Once you have a renewable system for 12 months, you can access our easy rate analysis tool under My Account to choose the best plan for you. If you run a business, the right pricing plan for electricity can make a big difference to your cash flow and bottom line. The following tips and tools make it easy to choose the plan that works best for you while keeping energy costs under control. For solar customers, the DR-SES tariff plan is the current standard plan.
The tou-p-p-p-p-p plan described above is a good option but includes the need to “reduce your usage days.” Another good option is the tou-DR plan, which doesn’t need to respect the “Reduce your usage limits.” And with electric vehicles becoming more popular, the TOU-EV-5 is a good choice, provided you use that electric car enough to overcome a monthly fee of sixteen dollars in the plan. SDG%26e commercial solar customers already have schedules for usage.
Many customers — both solar and non-solar — had just become accustomed to the latest iteration of tiered rates, and the introduction of the TOU means a transition to a different pricing plan. That’s because as the new usage schedules work, the solar loans you earn are calculated according to the time of day you earn them. With TOU rates, solar customers sell excess produced energy back to SDG%26E at lower off-peak rates at midday, but must use SDG%26e energy during the more expensive on-peak hours. Solar energy advocates say the new tariff structure is a crucial element in integrating renewable resources into the grid.
SDG%26E’s strategy is similar to the much larger effort the utility has already made on customers outside the solar sector.

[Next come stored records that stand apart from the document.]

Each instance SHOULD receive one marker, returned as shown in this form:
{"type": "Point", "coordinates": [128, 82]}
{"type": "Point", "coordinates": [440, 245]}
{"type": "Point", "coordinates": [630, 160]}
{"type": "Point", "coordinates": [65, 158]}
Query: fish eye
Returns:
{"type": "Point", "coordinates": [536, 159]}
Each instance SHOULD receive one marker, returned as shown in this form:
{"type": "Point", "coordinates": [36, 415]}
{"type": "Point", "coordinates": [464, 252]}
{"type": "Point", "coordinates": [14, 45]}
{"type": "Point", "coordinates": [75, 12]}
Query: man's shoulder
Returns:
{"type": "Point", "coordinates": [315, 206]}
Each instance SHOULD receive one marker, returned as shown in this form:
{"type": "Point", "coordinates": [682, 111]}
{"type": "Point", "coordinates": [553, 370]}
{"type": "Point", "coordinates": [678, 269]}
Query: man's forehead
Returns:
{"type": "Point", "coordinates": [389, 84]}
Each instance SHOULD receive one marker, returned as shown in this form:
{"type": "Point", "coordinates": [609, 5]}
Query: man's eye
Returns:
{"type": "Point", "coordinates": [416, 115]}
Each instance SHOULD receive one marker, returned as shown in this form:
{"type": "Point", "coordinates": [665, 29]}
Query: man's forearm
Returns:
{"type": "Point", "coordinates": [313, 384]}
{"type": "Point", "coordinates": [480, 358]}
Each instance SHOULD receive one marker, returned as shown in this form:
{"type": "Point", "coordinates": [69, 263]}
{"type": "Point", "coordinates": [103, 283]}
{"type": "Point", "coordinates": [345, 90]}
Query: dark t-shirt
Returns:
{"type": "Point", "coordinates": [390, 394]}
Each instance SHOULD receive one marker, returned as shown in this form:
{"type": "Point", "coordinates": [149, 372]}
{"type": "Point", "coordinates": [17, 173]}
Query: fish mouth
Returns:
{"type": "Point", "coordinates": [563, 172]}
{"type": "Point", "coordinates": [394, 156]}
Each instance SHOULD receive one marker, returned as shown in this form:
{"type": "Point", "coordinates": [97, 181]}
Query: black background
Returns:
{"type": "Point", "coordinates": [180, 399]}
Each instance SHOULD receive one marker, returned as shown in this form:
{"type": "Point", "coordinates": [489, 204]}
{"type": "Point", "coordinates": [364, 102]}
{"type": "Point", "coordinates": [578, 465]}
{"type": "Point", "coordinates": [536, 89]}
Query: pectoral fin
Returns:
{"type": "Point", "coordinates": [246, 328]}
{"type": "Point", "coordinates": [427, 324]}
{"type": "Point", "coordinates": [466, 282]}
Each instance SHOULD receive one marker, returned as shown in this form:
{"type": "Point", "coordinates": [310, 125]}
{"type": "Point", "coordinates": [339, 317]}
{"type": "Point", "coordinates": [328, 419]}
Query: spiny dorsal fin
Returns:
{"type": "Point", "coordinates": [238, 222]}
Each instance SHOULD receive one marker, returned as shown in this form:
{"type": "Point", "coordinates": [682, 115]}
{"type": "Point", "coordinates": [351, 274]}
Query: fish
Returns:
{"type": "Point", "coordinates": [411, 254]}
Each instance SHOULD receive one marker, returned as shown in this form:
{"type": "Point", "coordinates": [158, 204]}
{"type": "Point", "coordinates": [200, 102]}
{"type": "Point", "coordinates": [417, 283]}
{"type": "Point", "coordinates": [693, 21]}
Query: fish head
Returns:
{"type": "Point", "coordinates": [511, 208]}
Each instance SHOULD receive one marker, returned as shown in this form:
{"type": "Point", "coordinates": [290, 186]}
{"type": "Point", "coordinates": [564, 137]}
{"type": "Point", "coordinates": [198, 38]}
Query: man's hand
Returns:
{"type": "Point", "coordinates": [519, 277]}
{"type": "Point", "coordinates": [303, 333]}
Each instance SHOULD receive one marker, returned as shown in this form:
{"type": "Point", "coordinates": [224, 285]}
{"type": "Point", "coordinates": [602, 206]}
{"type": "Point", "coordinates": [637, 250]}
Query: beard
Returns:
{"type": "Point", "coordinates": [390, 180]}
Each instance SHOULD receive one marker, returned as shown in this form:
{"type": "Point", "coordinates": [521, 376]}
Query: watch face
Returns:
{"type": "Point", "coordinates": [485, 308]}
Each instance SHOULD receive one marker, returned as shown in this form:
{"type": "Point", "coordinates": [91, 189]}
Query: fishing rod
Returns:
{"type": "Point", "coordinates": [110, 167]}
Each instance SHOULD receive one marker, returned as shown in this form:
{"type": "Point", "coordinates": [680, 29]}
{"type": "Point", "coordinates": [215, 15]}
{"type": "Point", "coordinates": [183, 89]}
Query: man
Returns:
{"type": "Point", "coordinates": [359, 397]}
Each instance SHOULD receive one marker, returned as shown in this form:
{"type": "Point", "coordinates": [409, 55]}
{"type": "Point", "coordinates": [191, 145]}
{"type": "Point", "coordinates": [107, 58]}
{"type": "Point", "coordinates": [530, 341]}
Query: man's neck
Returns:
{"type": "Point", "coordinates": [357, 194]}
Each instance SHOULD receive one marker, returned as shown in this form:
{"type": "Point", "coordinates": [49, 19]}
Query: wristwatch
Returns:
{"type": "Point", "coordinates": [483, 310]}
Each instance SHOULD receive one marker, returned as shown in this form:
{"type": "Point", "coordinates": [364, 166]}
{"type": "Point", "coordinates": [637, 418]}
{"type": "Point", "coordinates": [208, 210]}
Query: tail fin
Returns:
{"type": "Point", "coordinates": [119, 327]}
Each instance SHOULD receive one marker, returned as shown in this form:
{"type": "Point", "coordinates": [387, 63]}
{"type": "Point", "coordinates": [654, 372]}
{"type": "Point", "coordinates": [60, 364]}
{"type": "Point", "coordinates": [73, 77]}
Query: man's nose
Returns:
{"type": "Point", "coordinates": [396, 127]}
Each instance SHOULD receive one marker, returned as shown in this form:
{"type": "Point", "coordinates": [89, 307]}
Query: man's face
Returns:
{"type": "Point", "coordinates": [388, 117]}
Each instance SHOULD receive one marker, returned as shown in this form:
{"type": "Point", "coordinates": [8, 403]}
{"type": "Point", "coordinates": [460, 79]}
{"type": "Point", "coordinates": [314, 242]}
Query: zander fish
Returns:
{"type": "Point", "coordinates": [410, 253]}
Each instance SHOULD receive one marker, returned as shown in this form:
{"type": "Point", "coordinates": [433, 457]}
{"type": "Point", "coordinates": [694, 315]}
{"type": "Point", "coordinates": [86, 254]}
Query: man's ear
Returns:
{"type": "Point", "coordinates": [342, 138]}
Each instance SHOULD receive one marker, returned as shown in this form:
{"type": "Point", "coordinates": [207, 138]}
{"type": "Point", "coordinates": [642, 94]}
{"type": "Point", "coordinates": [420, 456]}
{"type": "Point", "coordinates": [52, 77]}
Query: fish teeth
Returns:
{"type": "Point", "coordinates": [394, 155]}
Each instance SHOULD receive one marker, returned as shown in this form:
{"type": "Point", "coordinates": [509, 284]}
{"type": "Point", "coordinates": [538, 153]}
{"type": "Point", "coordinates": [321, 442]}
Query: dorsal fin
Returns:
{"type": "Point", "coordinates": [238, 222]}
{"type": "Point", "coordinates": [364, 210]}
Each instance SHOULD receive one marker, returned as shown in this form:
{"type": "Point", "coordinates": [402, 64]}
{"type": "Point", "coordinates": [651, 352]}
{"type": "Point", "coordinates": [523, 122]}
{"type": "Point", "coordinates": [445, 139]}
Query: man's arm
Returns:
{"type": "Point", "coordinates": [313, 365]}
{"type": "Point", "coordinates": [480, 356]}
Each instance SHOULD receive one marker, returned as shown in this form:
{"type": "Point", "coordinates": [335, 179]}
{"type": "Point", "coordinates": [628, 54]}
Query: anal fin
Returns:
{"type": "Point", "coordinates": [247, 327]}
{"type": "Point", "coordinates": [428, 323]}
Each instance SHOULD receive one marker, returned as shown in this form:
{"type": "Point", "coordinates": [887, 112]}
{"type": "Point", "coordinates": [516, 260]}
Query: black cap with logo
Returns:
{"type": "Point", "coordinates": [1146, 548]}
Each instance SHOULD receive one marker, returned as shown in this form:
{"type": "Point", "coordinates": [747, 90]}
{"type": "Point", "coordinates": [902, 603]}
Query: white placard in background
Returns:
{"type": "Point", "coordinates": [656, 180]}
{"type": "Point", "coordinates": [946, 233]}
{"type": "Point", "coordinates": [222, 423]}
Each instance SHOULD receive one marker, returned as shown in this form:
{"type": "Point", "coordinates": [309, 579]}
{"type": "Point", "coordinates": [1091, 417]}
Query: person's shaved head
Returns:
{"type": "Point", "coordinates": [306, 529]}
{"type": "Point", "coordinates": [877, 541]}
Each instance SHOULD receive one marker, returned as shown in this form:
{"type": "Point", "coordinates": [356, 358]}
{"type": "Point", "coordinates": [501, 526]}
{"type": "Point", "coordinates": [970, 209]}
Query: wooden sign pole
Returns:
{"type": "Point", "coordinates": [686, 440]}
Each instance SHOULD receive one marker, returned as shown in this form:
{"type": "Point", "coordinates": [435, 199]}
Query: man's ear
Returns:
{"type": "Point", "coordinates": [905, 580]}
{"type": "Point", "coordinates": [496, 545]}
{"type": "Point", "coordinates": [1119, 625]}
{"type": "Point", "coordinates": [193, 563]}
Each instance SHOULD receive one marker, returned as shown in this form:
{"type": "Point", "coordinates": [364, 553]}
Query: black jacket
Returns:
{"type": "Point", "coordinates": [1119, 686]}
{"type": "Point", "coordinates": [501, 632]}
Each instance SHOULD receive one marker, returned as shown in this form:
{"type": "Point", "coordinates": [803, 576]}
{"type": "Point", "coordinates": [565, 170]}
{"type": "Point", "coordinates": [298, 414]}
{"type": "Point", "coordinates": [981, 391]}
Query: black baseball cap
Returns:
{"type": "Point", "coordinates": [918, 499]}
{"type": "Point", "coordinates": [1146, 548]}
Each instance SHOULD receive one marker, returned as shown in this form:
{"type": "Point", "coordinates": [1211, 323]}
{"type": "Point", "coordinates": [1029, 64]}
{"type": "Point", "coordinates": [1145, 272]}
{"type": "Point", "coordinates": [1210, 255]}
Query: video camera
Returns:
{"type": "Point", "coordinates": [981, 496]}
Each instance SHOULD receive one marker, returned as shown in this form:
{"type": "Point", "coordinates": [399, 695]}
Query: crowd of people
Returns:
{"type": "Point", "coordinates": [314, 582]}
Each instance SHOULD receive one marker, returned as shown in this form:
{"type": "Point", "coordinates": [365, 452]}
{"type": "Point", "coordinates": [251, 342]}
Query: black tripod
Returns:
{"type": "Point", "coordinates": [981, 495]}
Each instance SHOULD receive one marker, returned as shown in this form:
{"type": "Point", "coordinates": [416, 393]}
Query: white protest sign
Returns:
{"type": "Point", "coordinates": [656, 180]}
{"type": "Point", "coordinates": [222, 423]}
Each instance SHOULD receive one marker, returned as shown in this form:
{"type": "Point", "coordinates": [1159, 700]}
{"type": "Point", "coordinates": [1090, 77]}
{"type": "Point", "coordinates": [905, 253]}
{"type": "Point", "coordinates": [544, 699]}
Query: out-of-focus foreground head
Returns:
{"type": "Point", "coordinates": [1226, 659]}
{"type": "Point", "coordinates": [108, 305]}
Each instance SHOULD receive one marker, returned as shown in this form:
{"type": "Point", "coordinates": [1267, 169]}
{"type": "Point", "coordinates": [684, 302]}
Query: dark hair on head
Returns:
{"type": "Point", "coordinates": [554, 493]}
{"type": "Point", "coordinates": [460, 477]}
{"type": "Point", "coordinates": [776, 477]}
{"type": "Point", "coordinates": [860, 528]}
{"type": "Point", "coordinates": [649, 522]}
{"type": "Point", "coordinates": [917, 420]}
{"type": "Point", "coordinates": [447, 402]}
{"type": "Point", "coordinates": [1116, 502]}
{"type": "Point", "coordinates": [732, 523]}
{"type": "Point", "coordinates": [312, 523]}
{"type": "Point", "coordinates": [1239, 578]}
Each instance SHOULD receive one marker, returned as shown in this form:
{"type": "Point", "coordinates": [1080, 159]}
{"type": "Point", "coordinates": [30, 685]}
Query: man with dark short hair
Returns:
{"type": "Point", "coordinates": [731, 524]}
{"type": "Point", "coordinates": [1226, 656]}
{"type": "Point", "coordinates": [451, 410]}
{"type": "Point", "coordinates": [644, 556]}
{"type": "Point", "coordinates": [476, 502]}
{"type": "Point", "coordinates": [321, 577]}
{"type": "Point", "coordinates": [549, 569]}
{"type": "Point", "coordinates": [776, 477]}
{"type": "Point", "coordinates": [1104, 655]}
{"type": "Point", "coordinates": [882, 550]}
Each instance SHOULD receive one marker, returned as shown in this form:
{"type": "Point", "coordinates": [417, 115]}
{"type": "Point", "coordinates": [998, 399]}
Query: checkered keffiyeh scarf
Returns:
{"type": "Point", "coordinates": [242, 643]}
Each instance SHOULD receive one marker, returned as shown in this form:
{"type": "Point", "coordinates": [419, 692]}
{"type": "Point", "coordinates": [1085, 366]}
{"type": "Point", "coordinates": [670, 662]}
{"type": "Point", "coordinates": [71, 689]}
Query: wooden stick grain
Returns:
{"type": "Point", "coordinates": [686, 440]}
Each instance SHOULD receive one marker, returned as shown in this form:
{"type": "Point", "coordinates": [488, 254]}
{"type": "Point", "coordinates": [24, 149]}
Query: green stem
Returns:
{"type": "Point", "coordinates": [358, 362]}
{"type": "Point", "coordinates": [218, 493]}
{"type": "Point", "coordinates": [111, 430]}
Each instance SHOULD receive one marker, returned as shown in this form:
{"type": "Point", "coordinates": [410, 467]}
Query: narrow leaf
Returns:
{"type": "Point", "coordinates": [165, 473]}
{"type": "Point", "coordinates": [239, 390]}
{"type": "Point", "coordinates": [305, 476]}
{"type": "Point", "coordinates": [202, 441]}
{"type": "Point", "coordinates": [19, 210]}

He explains the transition from tiered rates to the terms of service and sends them emails and notifications via email explaining pricing and options. When the CPUC laid down the new NEM 2.0 rules, it allowed customers who installed solar energy under the original net meter policy to be “protected” for 20 years from their original filing date. As an interesting issue with all this, SDG%26E is offering temporary “no-risk one-year pricing” to most customers. This offering allows customers to try out SDGE TOU DR1 or DR2 pricing plans. If they don’t save, they can switch back to staggered billing and SDG%26E will pay the difference back one year via a credit note. So this is a better plan DR-SES in general as you can sell your solar energy for more and pay for less for peak performance.
This means that when you export excess electricity from your solar panels, you will be paid less by the utility than you are charged to buy the equivalent amount of electricity from the grid.